Sus fines eran puramente temporales, y no se preocupaba por los intereses
superiores de la Iglesia. El Cisma no parece haberle afectado de ninguna
manera, excepto como una disminución de sus ingresos. Para obtener la soberanía
a la que aspiraba, vio que el dinero era necesario por encima de todas las
cosas, y ningún sentido de reverencia le impedía ganar dinero de todas las
formas posibles. Su desvergonzada simonía llenó de horror a contemporáneos que
no eran en absoluto escrupulosos; y su codicia fue fuerte aun en la
muerte. Cuando se le preguntó, en sus últimas horas, cómo estaba, respondió: “Si
tuviera más dinero, estaría lo suficientemente bien”. “Incluso en medio de las
intolerables agonías de la piedra”, dice Gobelin, “no
cesaba de tener sed de oro”. En todos los períodos de su vida, su ánimo se
elevaba al recibir dinero, porque era eminentemente un hombre de negocios y
tenía una visión práctica de su posición y de sus necesidades inmediatas.

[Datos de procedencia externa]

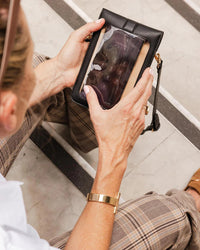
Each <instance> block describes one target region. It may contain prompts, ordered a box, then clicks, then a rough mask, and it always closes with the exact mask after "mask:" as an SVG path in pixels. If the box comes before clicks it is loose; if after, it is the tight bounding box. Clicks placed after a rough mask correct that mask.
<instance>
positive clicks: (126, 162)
mask: <svg viewBox="0 0 200 250" xmlns="http://www.w3.org/2000/svg"><path fill="white" fill-rule="evenodd" d="M126 166H127V160H123V161H116V160H115V159H114V158H112V157H110V156H109V157H106V156H105V155H103V156H101V155H99V164H98V169H97V174H96V177H95V180H94V183H93V187H92V190H91V192H93V193H99V194H105V195H109V196H111V197H116V196H117V194H118V193H119V190H120V185H121V181H122V178H123V175H124V172H125V170H126Z"/></svg>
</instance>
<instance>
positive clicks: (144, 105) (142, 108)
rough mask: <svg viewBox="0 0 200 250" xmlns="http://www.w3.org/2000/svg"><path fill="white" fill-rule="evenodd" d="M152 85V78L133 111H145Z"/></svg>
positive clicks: (149, 80) (152, 78) (135, 103)
mask: <svg viewBox="0 0 200 250" xmlns="http://www.w3.org/2000/svg"><path fill="white" fill-rule="evenodd" d="M152 84H153V77H151V78H150V79H149V81H148V84H147V87H146V89H145V92H144V94H143V95H142V96H141V97H140V98H139V99H138V101H137V102H136V103H135V105H134V109H139V110H145V108H146V104H147V101H148V99H149V97H150V96H151V93H152Z"/></svg>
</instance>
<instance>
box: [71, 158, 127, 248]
mask: <svg viewBox="0 0 200 250" xmlns="http://www.w3.org/2000/svg"><path fill="white" fill-rule="evenodd" d="M104 160H106V159H104ZM104 160H101V159H100V161H99V165H98V171H97V176H96V178H95V181H94V184H93V187H92V190H91V192H92V193H99V194H105V195H108V196H112V197H113V196H114V197H117V194H118V192H119V188H120V184H121V180H122V177H123V174H124V171H123V170H122V169H125V166H126V162H121V163H120V164H121V166H120V167H121V168H118V170H116V171H114V172H113V171H110V170H109V169H112V168H110V166H109V164H112V163H110V162H109V159H108V160H106V161H104ZM102 164H104V165H102ZM113 169H114V168H113ZM104 170H105V171H104ZM107 170H108V171H107ZM103 171H104V172H103ZM113 222H114V207H113V206H111V205H109V204H105V203H99V202H88V203H87V205H86V207H85V209H84V211H83V213H82V215H81V216H80V218H79V220H78V222H77V224H76V226H75V228H74V230H73V232H72V234H71V236H70V238H69V240H68V243H67V246H66V250H68V249H87V250H90V249H92V250H93V249H98V250H99V249H101V250H104V249H108V248H109V245H110V240H111V236H112V229H113Z"/></svg>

Incluso cuando se celebraba la misa en su presencia, no podía distraer su mente
de los asuntos mundanos, sino que hacía señas a los cardenales para que se
acercaran a él o mandaba llamar a sus secretarios para que les dieran
instrucciones que pasaban por su mente. Estaba completamente absorto en los
asuntos seculares, y administraba la Iglesia como si fuera simplemente un
señorío temporal. Sin embargo, sus peores enemigos no podían imponerle una
acusación peor: estaba libre de vicios privados y era respetado tanto como
temido. En otra época, las cualidades de estadista de Piero Tomacelli habrían merecido admiración; así las cosas, su rapacidad y extorsión
advirtieron al creciente partido a favor de la reforma de los peligros a los
que estaba expuesto el sistema eclesiástico de la monarquía absoluta del Papa.